Eduardo González
The Minister of Foreign Affairs of Panama, Erika Mouynes, yesterday invited Spain to lead within the EU the response of the international community to the wave of political arrests in Nicaragua, in order to facilitate “free, fair, credible and transparent elections” in this country.
Erika Mouynes was received yesterday at the ministerial headquarters of the Palacio de Viana, in Madrid, by the Minister of Foreign Affairs, Arancha González Laya, with whom she signed a Memorandum of Understanding on bilateral consultations and addressed various bilateral or regional issues, including the access of international funding to middle-income countries to “finance the health expenditure caused by the pandemic and boost the economic and social recovery of the Ibero-American community”, in the words of the Spanish minister.
Erika Mouynes made her official visit to Madrid as part of her tour of Europe to present Misión Panamá, a diplomatic strategy to promote a new international image of a country committed to the highest standards of transparency. In this regard, during the press conference following the meeting, González Laya praised the “great efforts” being made by Panama through “the Misión Panamá initiative” in favor of transparency, the fight against tax fraud and “the facilitation of the presence of companies and investors in Panama”, policies which, she assured, “will help the presence of Spanish investors in the country”.
For her part, Erika Mouynes assured that Panama is “extremely committed to transparency”, which, she explained, has translated into a series of “concrete measures” to put an end to its image as a tax haven, such as the suppression of banking secrecy or the decision to share information with 76 countries. “These are very serious and concrete measures that show that Panama has turned the page and is committed to transparency” and that have generated the “enthusiasm of the financial community”, she continued. “Panama is already a strategic partner”, with “a lot of political and social stability”, and all of this “we want to translate into Spanish investment”, she added.
Nicaragua
At the regional level, the two ministers addressed the current political crisis in Nicaragua, two weeks after both signed in San Jose, Costa Rica, together with their counterparts from Costa Rica, Belize, Guatemala and the Dominican Republic (and in the margins of the Spain-SICA Summit, Central American Integration System), a joint statement to demand the “immediate release” of the leaders of the Nicaraguan opposition recently detained by the regime of Daniel Ortega.

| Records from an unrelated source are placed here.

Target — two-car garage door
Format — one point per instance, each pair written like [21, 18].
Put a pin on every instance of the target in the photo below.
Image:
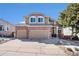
[38, 34]
[22, 34]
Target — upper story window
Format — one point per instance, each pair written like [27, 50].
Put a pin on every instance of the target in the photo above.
[32, 19]
[41, 19]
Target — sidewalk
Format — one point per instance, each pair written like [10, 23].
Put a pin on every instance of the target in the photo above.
[20, 48]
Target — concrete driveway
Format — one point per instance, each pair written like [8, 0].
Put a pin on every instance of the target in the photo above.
[30, 48]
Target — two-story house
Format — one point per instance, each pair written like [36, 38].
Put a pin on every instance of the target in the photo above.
[36, 26]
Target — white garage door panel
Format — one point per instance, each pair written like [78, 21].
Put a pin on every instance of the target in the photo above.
[21, 34]
[38, 34]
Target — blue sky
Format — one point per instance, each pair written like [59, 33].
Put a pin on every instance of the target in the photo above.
[14, 13]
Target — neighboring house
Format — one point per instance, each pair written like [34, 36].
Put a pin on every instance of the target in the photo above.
[36, 26]
[6, 29]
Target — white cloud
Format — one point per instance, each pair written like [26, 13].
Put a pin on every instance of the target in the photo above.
[22, 22]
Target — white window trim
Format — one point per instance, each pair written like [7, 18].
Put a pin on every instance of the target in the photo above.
[43, 20]
[30, 20]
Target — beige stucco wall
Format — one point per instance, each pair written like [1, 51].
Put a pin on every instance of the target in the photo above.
[38, 34]
[5, 24]
[22, 34]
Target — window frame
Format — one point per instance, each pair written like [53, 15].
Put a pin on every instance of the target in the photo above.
[42, 18]
[30, 20]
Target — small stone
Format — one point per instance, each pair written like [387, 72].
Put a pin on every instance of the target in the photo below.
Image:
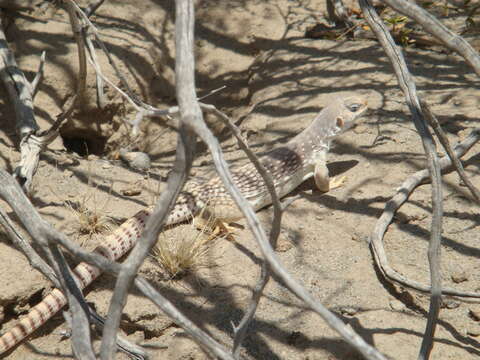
[131, 192]
[473, 330]
[397, 305]
[459, 276]
[474, 314]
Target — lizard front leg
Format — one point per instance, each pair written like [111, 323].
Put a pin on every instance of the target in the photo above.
[322, 177]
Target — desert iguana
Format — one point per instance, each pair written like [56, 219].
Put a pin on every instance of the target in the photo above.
[289, 165]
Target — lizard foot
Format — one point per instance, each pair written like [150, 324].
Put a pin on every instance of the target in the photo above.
[337, 182]
[214, 228]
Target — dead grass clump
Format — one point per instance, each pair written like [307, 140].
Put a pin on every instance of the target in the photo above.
[184, 252]
[89, 222]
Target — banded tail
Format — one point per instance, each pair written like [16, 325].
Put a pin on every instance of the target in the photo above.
[115, 246]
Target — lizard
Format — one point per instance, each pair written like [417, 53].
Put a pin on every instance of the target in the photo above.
[301, 158]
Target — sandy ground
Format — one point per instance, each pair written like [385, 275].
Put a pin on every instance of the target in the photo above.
[277, 80]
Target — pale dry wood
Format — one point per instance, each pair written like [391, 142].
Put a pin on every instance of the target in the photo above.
[401, 196]
[435, 28]
[408, 87]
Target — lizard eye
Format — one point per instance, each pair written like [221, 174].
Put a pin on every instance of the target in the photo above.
[354, 107]
[339, 121]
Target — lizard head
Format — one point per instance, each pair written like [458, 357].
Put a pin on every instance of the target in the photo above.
[348, 109]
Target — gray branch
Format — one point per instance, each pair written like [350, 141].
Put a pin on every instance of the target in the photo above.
[402, 195]
[408, 87]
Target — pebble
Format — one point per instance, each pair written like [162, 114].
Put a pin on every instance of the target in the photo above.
[136, 159]
[474, 314]
[459, 276]
[397, 305]
[283, 243]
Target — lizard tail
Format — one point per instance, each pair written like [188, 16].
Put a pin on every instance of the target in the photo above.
[115, 246]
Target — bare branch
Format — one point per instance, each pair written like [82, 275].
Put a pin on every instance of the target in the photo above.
[189, 113]
[20, 243]
[448, 149]
[435, 28]
[38, 77]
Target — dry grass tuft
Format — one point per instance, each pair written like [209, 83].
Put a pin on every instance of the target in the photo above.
[185, 252]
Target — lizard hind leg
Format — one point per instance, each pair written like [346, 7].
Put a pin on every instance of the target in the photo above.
[322, 178]
[216, 220]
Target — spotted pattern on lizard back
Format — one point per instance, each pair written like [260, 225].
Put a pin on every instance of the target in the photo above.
[289, 165]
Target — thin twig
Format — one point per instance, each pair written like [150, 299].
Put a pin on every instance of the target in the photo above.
[20, 243]
[435, 28]
[241, 330]
[408, 87]
[189, 113]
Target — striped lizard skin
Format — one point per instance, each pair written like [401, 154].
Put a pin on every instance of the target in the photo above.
[289, 165]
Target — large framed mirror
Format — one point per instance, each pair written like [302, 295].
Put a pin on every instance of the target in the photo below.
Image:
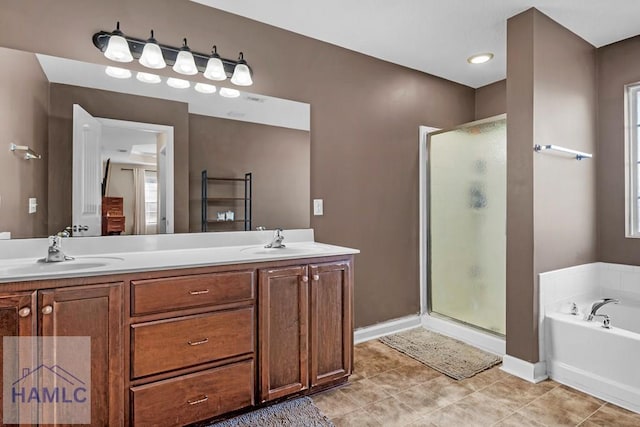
[227, 138]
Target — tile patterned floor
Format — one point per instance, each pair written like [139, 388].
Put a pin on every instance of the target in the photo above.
[391, 389]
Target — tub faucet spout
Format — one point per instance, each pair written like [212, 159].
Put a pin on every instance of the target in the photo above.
[598, 304]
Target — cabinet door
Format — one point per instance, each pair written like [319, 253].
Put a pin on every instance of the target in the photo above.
[96, 312]
[17, 319]
[331, 330]
[283, 313]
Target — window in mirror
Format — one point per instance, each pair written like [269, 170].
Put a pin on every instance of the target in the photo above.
[632, 160]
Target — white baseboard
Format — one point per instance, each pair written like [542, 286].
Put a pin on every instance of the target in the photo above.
[595, 385]
[481, 340]
[385, 328]
[532, 372]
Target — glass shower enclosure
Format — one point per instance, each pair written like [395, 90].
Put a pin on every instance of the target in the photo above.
[466, 205]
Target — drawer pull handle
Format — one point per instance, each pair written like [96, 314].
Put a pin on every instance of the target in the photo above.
[197, 401]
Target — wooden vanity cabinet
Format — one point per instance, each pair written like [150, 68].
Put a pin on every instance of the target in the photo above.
[192, 340]
[305, 328]
[283, 331]
[183, 346]
[94, 311]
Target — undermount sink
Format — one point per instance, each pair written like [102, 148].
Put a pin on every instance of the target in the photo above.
[40, 267]
[287, 250]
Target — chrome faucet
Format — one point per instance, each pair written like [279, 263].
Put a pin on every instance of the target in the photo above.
[54, 253]
[597, 305]
[278, 237]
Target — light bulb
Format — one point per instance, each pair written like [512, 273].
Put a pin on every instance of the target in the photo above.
[185, 64]
[117, 47]
[242, 73]
[152, 55]
[117, 72]
[148, 78]
[205, 88]
[229, 93]
[480, 58]
[178, 83]
[215, 67]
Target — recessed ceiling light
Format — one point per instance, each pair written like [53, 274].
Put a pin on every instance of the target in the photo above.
[178, 83]
[480, 58]
[229, 93]
[205, 88]
[148, 78]
[117, 72]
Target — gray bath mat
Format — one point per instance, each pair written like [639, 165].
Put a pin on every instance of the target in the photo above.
[292, 413]
[451, 357]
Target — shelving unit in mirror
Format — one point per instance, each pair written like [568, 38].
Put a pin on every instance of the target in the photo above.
[225, 200]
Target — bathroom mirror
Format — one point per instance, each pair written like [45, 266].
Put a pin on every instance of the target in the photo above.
[226, 137]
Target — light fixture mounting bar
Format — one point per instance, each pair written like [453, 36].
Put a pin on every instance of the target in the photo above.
[170, 53]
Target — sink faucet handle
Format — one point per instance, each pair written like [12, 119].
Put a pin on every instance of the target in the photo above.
[55, 242]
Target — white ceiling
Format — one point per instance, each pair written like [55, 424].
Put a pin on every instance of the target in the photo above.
[248, 107]
[436, 36]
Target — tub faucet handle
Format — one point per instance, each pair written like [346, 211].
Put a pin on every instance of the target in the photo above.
[574, 309]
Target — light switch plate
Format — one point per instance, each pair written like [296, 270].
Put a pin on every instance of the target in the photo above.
[33, 205]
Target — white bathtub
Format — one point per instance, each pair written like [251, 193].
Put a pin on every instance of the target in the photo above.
[598, 361]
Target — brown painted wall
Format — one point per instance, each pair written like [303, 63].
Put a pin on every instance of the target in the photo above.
[111, 105]
[521, 287]
[551, 99]
[618, 65]
[23, 121]
[365, 115]
[491, 100]
[278, 159]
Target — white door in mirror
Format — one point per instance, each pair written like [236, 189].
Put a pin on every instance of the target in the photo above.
[86, 197]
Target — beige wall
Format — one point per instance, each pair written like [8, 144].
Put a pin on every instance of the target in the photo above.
[491, 100]
[111, 105]
[23, 120]
[278, 159]
[618, 65]
[551, 99]
[365, 115]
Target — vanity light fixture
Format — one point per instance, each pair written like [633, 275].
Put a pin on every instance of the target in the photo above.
[117, 47]
[185, 64]
[122, 48]
[480, 58]
[242, 73]
[178, 83]
[229, 93]
[215, 67]
[205, 88]
[118, 73]
[152, 54]
[148, 78]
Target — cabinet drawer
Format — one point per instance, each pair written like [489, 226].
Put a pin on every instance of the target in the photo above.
[173, 293]
[194, 397]
[178, 343]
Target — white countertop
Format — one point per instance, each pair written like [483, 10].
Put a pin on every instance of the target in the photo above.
[209, 250]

“It is not about Spain telling it what to do, it is about Nicaragua fulfilling its commitments to its own citizens”, warned González Laya during the press conference, in which she specified that, in “the last few weeks”, she herself has initiated “a discreet dialogue with the authorities so that they revert these measures that attempt against Nicaraguan citizens, their rights, their capacity to be political actors and the very basic functioning of Nicaragua”.
For her part, Mouynes asked Spain to be “a strategic ally” of Panama in its work as a “bridge” between Central America and the EU. “In a few days there have been many events in Nicaragua that threaten democracy and the possibility of free, fair, credible and transparent elections” and Panama, “as a hinge and bridge country, wants Spain to be a leader in Europe to ensure that the international community responds” to this situation. “What has happened puts the international community to the test once again, it happened to us in Venezuela and it is happening to us in Nicaragua, and it depends on all of us that we can give an effective and real response in the short term”, she warned.